Com o Decreto-Lei 46/2017, de 4 de Maio, o Governo acrescentou às cinco componentes constitutivas da base tributária da taxa de recursos hídricos (TRH) a Componente S, taxando os utilizadores privativos de águas que alimentem sistemas de abastecimento público, e os consumidores finais sobre os quais estes sistemas repercutem legalmente os respetivos custos, com um valor adicional por m3 de água que acresce às restantes componentes da TRH que taxam o volume captado pelos utilizadores privativos dos recursos hídricos para o abastecimento e consumo, num valor por m3 de água do domínio público hídrico do Estado.

Trata-se de um aumento inconstitucional da tributação porque segundo a Constituição (CRP) e a Lei Geral Tributária: 1) se o Governo pode criar, por Decreto-lei autónomo taxas que são contrapartidas pagas pelos destinatários individualizados das prestações públicas efetuadas, com correspondência no custo efetivo de cada prestação – exigência designada por princípio da cobertura do custo; 2) já assim não pode criar um imposto, i.e., um tributo em proveito de fins públicos que não coincidem com as utilidades recebidas, e que, por isso mesmo, só pode ser criado pela Assembleia da República ou, quando muito, por um Decreto-lei autorizado por uma Lei de Autorização Legislativa, que lhe fixe o objeto, o sentido, a extensão e a duração.

Segundo o preâmbulo do novo Decreto-Lei, o processo de reversão das agregações (…) dos sistemas multimunicipais “exige o recurso a mecanismos de compensação que limitem o aumento das tarifas para os sistemas situados em territórios de baixa densidade”, no sentido de atribuir uma nova vocação à TRH: a de contribuir para a “sustentabilidade dos serviços urbanos de águas. Ora, isto não constitui uma Lei de Autorização Legislativa. Tentou-se, ao invés, “rever o regime da TRH, considerando as compensações necessárias ao equilíbrio dos sistemas que historicamente registaram desvios de recuperação de gastos, consagrando uma nova parcela, designada de «S», cujo desígnio é a promoção da sustentabilidade dos sistemas urbanos de águas, [sendo] Esta nova receita (…) consignada ao Fundo Ambiental (…) que, por sua vez, transferirá os montantes necessários para os sistemas beneficiários”.

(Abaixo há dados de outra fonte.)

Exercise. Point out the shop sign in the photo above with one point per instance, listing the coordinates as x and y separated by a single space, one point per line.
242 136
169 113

Portanto, os sistemas de abastecimento público de água se, com as restantes parcelas, pagavam a estrita contraprestação da água desviada dos recursos de todos para venda sob a forma de abastecimento às populações, com o que eram tributados por uma verdadeira taxa que não precisava de credencial parlamentar para ser criada; já com a nova parcela passam também a subsidiar saúdes financeiras que não as suas, ante o que passam a estar sujeitos a um tributo maior do que a contraprestação de um benefício, ou seja, a um imposto, inconstitucional, porque deveria ter sido criado por Lei ou Lei de Autorização da AR e não o foi.

Deixou, portanto, de ser verdade que a TRH “assenta num princípio de equivalência, ou seja, na ideia fundamental de que o utilizador dos recursos hídricos deve contribuir na medida do custo que imputa à comunidade ou na medida do benefício que a comunidade lhe proporciona”; o que, para o consumidor, a quem são repassados os custos do abastecimento, significa subsidiar a água dos seus concidadãos, caso não se encontre em territórios de baixa densidade, sem a intervenção parlamentar que legitimaria essa imposição! A Componente S da TRH é, afinal, um imposto inconstitucional já que “Ninguém pode ser obrigado a pagar impostos que não hajam sido criados nos termos da Constituição” (artigo 103 CRP).